Коля лежал и смотрел в потолок. Я знала, что он не спит, по дыханию.
— Она сказала, что я плохо накрываю стол, — произнесла я в темноту.
— Когда?
— Когда я приехала. До гостей.
— И?
— И ничего. Я переставила тарелки, как она хотела.
Он помолчал.
— Лена, ты когда-нибудь злишься?
— Да.
— Я никогда не видел.
— Я знаю.
— Где это у тебя?
Я подумала.
— Внутри. Там, где ты не видишь.
— И что ты с этим делаешь?
— Жарю яичницу. Режу огурцы тонко. Мою посуду.
— То есть весь этот вечер...
— Нет. Вечер — нет. Вечер я была спокойна по-настоящему. Это другое.
— Объясни.
— Когда что-то происходит большое и важное, я не злюсь. Я собираюсь. Злюсь на мелкое — на тарелки, на то, что снова переставили мою чашку, на то, что меня переспрашивают по три раза. На большое — не злюсь. Просто вхожу в него.
Он помолчал.
— Это очень странно.
— Наверное.
— Это очень ты.
— Наверное.
Он повернулся ко мне. Я почувствовала это по движению матраса.
— Лена.
— Да.
— Я рад, что ты здесь.
— Я знаю.
— Можешь просто сказать «я тоже»?
— Я тоже, — сказала я.
— Спасибо.
— Коля.
— Да.
— Спи.
Он засмеялся — тихо, почти беззвучно — и повернулся обратно.
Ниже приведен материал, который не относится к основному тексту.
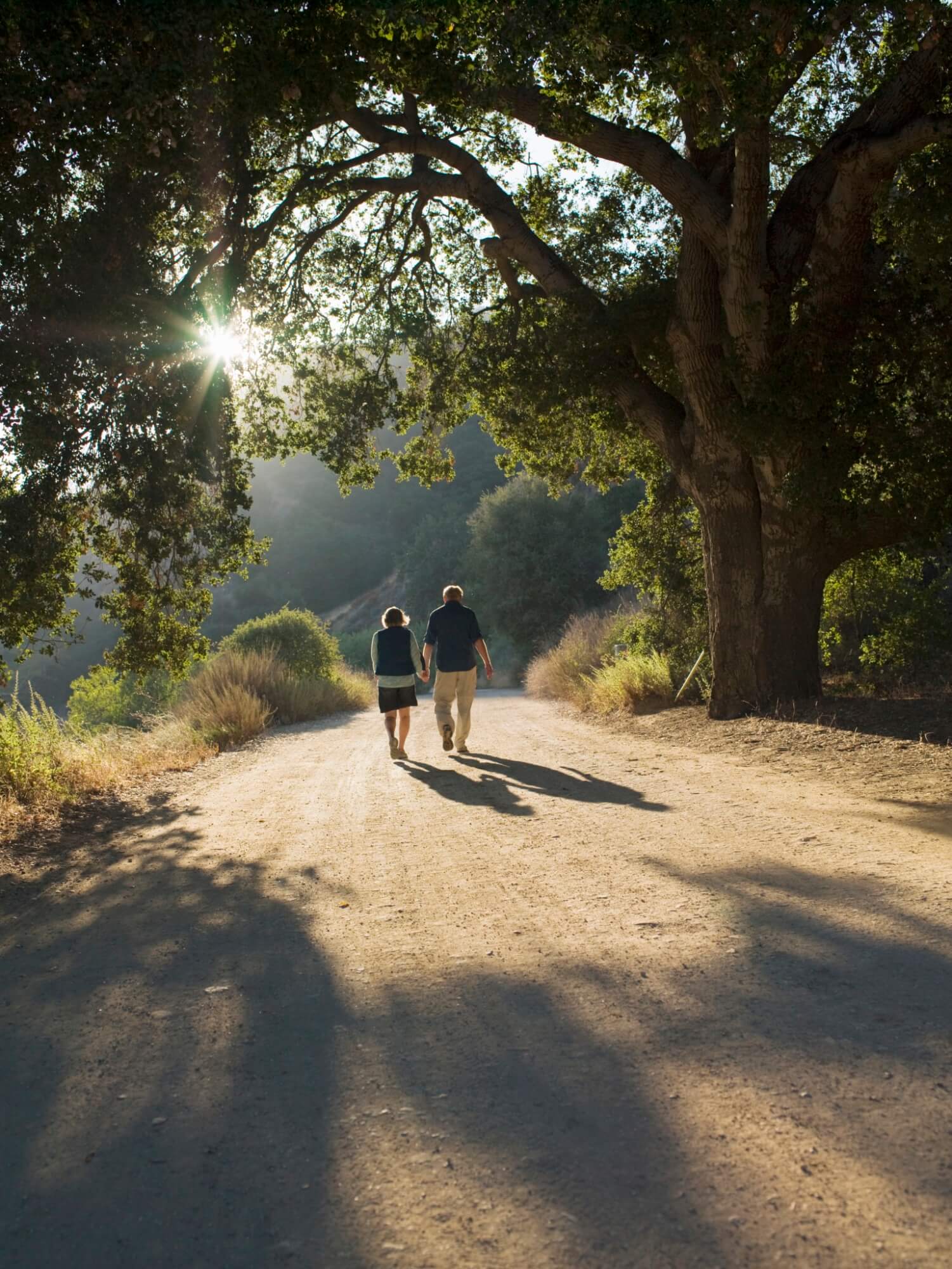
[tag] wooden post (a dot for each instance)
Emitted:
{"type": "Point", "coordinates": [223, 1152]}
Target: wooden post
{"type": "Point", "coordinates": [693, 672]}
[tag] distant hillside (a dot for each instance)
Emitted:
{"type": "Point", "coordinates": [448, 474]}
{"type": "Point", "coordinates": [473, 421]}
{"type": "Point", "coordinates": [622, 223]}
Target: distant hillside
{"type": "Point", "coordinates": [327, 550]}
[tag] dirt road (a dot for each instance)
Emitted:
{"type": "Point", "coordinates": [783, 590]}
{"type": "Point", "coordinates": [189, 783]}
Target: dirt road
{"type": "Point", "coordinates": [575, 1001]}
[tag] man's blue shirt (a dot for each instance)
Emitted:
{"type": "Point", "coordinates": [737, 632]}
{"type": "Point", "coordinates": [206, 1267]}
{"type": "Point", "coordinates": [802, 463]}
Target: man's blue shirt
{"type": "Point", "coordinates": [453, 629]}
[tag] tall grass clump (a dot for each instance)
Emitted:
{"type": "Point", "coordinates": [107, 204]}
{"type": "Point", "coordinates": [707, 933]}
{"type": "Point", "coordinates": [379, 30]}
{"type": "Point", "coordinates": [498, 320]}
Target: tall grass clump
{"type": "Point", "coordinates": [238, 695]}
{"type": "Point", "coordinates": [32, 747]}
{"type": "Point", "coordinates": [45, 763]}
{"type": "Point", "coordinates": [564, 673]}
{"type": "Point", "coordinates": [632, 683]}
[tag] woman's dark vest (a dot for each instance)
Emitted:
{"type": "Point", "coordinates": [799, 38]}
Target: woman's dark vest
{"type": "Point", "coordinates": [394, 652]}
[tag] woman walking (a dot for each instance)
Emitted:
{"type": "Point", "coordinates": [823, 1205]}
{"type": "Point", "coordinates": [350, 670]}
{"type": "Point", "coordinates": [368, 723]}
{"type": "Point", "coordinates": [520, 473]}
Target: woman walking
{"type": "Point", "coordinates": [396, 659]}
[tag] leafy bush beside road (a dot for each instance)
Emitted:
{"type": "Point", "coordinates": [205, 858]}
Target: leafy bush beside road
{"type": "Point", "coordinates": [296, 636]}
{"type": "Point", "coordinates": [114, 738]}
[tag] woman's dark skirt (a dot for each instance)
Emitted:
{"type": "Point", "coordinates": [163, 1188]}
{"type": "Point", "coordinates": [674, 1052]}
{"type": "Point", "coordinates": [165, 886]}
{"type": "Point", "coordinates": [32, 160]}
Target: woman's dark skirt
{"type": "Point", "coordinates": [396, 699]}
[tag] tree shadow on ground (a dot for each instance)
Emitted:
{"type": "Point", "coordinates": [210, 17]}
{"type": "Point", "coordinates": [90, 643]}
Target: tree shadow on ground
{"type": "Point", "coordinates": [547, 1089]}
{"type": "Point", "coordinates": [552, 1122]}
{"type": "Point", "coordinates": [927, 817]}
{"type": "Point", "coordinates": [834, 971]}
{"type": "Point", "coordinates": [542, 1087]}
{"type": "Point", "coordinates": [148, 1121]}
{"type": "Point", "coordinates": [925, 719]}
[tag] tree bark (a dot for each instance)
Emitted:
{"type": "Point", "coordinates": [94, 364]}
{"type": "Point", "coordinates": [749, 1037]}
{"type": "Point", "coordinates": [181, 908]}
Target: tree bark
{"type": "Point", "coordinates": [764, 593]}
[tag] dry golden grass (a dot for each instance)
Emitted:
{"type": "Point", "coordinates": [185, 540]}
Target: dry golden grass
{"type": "Point", "coordinates": [238, 695]}
{"type": "Point", "coordinates": [45, 765]}
{"type": "Point", "coordinates": [565, 671]}
{"type": "Point", "coordinates": [630, 685]}
{"type": "Point", "coordinates": [583, 671]}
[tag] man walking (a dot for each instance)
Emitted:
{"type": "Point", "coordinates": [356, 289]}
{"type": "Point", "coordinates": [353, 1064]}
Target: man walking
{"type": "Point", "coordinates": [455, 633]}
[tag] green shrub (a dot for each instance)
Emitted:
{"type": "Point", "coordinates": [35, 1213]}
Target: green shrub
{"type": "Point", "coordinates": [885, 612]}
{"type": "Point", "coordinates": [678, 636]}
{"type": "Point", "coordinates": [31, 751]}
{"type": "Point", "coordinates": [105, 699]}
{"type": "Point", "coordinates": [296, 636]}
{"type": "Point", "coordinates": [634, 682]}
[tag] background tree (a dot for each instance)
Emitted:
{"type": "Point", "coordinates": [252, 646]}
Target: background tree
{"type": "Point", "coordinates": [739, 268]}
{"type": "Point", "coordinates": [532, 562]}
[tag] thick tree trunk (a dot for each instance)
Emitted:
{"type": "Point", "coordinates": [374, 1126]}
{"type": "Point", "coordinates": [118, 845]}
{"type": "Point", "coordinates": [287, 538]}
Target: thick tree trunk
{"type": "Point", "coordinates": [764, 591]}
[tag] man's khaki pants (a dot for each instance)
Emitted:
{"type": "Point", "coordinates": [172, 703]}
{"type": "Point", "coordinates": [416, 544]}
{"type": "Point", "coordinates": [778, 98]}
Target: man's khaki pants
{"type": "Point", "coordinates": [457, 686]}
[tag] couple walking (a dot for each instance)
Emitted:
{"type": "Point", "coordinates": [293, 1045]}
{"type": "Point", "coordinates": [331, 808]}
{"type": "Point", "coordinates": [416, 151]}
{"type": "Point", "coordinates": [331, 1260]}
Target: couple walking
{"type": "Point", "coordinates": [395, 654]}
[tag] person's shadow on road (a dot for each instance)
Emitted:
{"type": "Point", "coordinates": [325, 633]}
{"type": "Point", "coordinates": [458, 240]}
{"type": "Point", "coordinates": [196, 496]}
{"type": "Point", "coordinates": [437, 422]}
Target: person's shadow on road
{"type": "Point", "coordinates": [500, 779]}
{"type": "Point", "coordinates": [485, 791]}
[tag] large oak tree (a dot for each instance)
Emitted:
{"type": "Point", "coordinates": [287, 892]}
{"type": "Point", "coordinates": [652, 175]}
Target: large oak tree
{"type": "Point", "coordinates": [736, 271]}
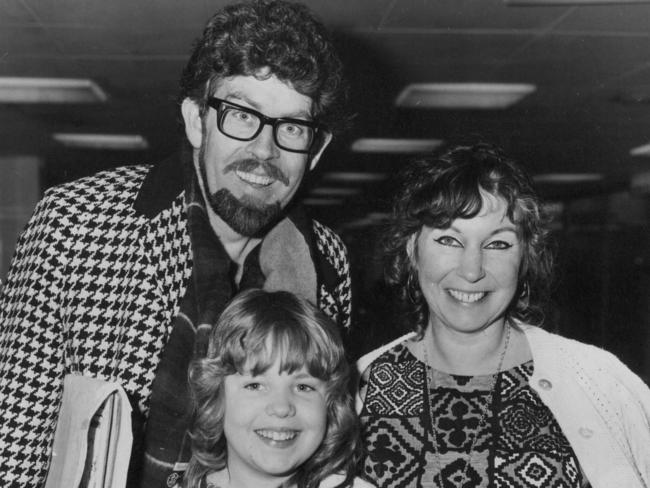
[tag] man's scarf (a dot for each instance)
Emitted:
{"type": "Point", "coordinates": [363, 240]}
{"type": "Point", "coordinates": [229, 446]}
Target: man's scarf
{"type": "Point", "coordinates": [283, 261]}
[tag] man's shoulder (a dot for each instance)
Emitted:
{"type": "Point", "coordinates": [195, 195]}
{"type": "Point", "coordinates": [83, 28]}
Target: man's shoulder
{"type": "Point", "coordinates": [329, 242]}
{"type": "Point", "coordinates": [119, 180]}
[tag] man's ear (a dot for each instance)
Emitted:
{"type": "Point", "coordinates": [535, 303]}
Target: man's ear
{"type": "Point", "coordinates": [411, 250]}
{"type": "Point", "coordinates": [193, 122]}
{"type": "Point", "coordinates": [327, 138]}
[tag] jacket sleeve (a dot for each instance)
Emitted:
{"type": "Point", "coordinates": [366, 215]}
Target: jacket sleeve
{"type": "Point", "coordinates": [337, 300]}
{"type": "Point", "coordinates": [31, 347]}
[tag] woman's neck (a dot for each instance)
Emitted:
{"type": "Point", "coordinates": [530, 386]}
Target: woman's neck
{"type": "Point", "coordinates": [498, 347]}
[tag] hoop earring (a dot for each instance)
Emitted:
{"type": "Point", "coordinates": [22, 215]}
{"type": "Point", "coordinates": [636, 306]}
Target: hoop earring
{"type": "Point", "coordinates": [524, 291]}
{"type": "Point", "coordinates": [411, 288]}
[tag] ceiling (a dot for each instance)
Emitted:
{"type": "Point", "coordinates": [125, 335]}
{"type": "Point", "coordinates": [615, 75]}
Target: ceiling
{"type": "Point", "coordinates": [590, 64]}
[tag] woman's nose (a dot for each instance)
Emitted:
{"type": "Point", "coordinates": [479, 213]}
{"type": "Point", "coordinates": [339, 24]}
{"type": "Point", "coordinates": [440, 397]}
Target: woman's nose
{"type": "Point", "coordinates": [280, 405]}
{"type": "Point", "coordinates": [471, 265]}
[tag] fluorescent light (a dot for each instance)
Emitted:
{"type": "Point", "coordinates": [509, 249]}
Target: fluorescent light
{"type": "Point", "coordinates": [334, 192]}
{"type": "Point", "coordinates": [641, 182]}
{"type": "Point", "coordinates": [640, 150]}
{"type": "Point", "coordinates": [395, 146]}
{"type": "Point", "coordinates": [565, 178]}
{"type": "Point", "coordinates": [50, 90]}
{"type": "Point", "coordinates": [349, 176]}
{"type": "Point", "coordinates": [322, 202]}
{"type": "Point", "coordinates": [102, 141]}
{"type": "Point", "coordinates": [543, 3]}
{"type": "Point", "coordinates": [462, 95]}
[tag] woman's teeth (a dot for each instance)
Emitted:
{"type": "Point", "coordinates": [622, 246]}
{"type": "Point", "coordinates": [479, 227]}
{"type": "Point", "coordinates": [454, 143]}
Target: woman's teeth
{"type": "Point", "coordinates": [464, 297]}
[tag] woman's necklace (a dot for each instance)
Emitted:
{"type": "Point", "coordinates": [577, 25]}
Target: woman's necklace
{"type": "Point", "coordinates": [485, 408]}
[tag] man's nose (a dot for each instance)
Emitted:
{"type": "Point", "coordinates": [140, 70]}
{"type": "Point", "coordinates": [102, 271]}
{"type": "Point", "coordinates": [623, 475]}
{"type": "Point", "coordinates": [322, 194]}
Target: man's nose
{"type": "Point", "coordinates": [263, 147]}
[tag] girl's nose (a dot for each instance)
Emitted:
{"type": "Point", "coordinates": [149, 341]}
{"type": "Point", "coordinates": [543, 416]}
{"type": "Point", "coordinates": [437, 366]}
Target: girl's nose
{"type": "Point", "coordinates": [280, 405]}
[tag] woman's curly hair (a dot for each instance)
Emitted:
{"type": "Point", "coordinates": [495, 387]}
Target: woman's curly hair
{"type": "Point", "coordinates": [433, 192]}
{"type": "Point", "coordinates": [255, 329]}
{"type": "Point", "coordinates": [286, 38]}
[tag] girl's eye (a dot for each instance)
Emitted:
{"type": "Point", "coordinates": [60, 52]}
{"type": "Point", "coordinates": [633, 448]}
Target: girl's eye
{"type": "Point", "coordinates": [448, 241]}
{"type": "Point", "coordinates": [498, 245]}
{"type": "Point", "coordinates": [305, 388]}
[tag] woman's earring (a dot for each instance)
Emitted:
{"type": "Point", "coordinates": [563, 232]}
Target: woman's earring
{"type": "Point", "coordinates": [524, 290]}
{"type": "Point", "coordinates": [410, 288]}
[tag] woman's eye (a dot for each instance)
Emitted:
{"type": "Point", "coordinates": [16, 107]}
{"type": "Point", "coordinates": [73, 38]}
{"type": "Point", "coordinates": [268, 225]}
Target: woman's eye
{"type": "Point", "coordinates": [498, 245]}
{"type": "Point", "coordinates": [448, 241]}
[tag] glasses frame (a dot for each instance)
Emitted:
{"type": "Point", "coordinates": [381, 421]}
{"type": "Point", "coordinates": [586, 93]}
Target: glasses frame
{"type": "Point", "coordinates": [274, 122]}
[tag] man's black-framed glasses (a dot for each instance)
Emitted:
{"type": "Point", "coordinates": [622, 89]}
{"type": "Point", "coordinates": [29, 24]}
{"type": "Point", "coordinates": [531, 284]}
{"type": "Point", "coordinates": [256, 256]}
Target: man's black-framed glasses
{"type": "Point", "coordinates": [245, 124]}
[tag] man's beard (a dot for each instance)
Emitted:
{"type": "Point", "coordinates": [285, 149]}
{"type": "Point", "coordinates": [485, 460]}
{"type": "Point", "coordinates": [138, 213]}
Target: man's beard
{"type": "Point", "coordinates": [245, 216]}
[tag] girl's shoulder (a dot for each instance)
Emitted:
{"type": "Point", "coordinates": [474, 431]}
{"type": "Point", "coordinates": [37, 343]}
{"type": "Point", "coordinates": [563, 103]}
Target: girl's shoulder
{"type": "Point", "coordinates": [335, 480]}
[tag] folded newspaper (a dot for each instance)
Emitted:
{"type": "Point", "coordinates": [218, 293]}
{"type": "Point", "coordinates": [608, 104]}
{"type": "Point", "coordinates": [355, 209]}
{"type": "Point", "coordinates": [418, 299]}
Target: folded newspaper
{"type": "Point", "coordinates": [93, 438]}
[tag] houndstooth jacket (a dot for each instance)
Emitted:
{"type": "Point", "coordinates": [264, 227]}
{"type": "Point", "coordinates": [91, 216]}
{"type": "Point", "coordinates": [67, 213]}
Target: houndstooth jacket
{"type": "Point", "coordinates": [93, 288]}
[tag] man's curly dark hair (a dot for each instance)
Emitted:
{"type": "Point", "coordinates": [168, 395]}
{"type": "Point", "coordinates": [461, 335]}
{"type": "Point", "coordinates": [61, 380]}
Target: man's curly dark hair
{"type": "Point", "coordinates": [434, 192]}
{"type": "Point", "coordinates": [282, 36]}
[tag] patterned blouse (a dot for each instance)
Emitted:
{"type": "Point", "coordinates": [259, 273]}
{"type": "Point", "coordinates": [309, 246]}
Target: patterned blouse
{"type": "Point", "coordinates": [519, 444]}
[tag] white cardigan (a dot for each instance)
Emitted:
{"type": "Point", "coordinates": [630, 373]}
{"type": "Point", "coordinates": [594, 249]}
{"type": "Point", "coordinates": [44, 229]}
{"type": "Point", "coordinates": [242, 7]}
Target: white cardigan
{"type": "Point", "coordinates": [602, 407]}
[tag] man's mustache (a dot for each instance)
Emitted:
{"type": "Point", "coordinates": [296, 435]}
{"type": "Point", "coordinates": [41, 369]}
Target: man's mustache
{"type": "Point", "coordinates": [250, 165]}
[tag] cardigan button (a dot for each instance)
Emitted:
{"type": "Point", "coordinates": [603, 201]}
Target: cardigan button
{"type": "Point", "coordinates": [585, 432]}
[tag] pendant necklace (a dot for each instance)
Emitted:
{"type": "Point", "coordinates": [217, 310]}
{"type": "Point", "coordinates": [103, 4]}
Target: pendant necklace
{"type": "Point", "coordinates": [485, 408]}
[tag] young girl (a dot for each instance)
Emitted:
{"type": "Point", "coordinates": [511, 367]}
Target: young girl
{"type": "Point", "coordinates": [271, 399]}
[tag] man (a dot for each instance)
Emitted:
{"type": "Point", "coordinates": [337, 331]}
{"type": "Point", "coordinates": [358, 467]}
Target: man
{"type": "Point", "coordinates": [120, 276]}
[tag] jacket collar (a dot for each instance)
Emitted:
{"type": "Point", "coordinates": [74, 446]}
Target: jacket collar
{"type": "Point", "coordinates": [162, 185]}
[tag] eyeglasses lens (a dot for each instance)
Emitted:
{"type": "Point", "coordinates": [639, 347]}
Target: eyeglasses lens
{"type": "Point", "coordinates": [289, 135]}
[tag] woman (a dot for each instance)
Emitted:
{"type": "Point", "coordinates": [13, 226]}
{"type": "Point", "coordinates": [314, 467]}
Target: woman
{"type": "Point", "coordinates": [477, 395]}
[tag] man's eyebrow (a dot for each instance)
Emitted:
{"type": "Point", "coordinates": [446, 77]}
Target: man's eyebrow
{"type": "Point", "coordinates": [242, 97]}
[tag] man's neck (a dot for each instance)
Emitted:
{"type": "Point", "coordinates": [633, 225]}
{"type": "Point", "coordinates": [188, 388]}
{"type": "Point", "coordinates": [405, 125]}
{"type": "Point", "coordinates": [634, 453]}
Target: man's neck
{"type": "Point", "coordinates": [236, 245]}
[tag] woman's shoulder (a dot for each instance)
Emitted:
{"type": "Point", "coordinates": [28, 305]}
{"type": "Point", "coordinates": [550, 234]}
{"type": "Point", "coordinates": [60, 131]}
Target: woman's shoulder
{"type": "Point", "coordinates": [366, 360]}
{"type": "Point", "coordinates": [335, 480]}
{"type": "Point", "coordinates": [553, 352]}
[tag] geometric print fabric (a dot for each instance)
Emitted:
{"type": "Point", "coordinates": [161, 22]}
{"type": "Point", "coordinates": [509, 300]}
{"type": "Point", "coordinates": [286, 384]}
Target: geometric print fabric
{"type": "Point", "coordinates": [519, 446]}
{"type": "Point", "coordinates": [93, 288]}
За стеной было слышно, как Галина Петровна ходит по квартире. Она всегда долго не ложилась — убирала, переставляла, проверяла, всё ли закрыто, всё ли выключено. Это был её ритуал, я давно к нему привыкла. Шаги — левая чуть шаркает — из комнаты в коридор, из коридора на кухню, обратно.
Потом стихло.
Я лежала и смотрела в потолок — туда же, куда несколько минут назад смотрел Коля. Цветок на занавеске был едва виден в темноте — тёмный силуэт на тёмном фоне.
Я думала о том, что завтра приедем домой, и будет обычный день. Коля пойдёт на работу. Я буду работать из дома. Вечером что-нибудь приготовлю — не яичницу, что-то другое. Позвоню маме, потому что давно не звонила. И всё это будет продолжаться — это большое «всё», в котором есть и Галина Петровна, и конверт на краю стола, и тарелки, и тополь во дворе.
Я не знаю, как это называется. Наверное, просто жизнь.